Kennelly, a former Democratic representative from Connecticut, said the council, which represents 53 senior advocacy groups, will fight Social Security privatization.

Other groups in the council include the Alzheimer's Association, the American Foundation for the Blind, the American Public Health Association, the Association of Jewish Aging Services, Catholic Health Association of the United States, the National Caucus and Center on Black Aged and the National Hispanic Council on Aging.

Moving On

Adam D. Schwartz, former vice president of external affairs for the National Rural Telecommunications Cooperative, will start Tuesday at the National Cooperative Business Association as vice president for public affairs and member services. He succeeds Jeannine Kenney, who left this year for Consumers Union.

Carol Wayman has joined CFED as senior federal policy director. She previously worked for the National Congress for Community Economic Development. CFED, a nonprofit, was established in 1979 as the Corporation for Enterprise Development.
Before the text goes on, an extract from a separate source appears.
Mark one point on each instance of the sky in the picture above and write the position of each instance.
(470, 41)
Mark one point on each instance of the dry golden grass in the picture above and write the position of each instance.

Julie Kabous, a veteran of the American Gas Association, joins Motorola's global government relations office, where she is specializing in appropriations issues.

Michael Fratantoni, most recently director of economic and policy research in Fannie Mae's regulatory policy division, has joined the Mortgage Bankers Association as senior director for single-family research. He will be responsible for managing research on policy issues.

Jerry Franz, an executive vice president at Porter Novelli, has joined Spectrum Science Communications as executive vice president. Earlier, he worked at the American Diabetes Association.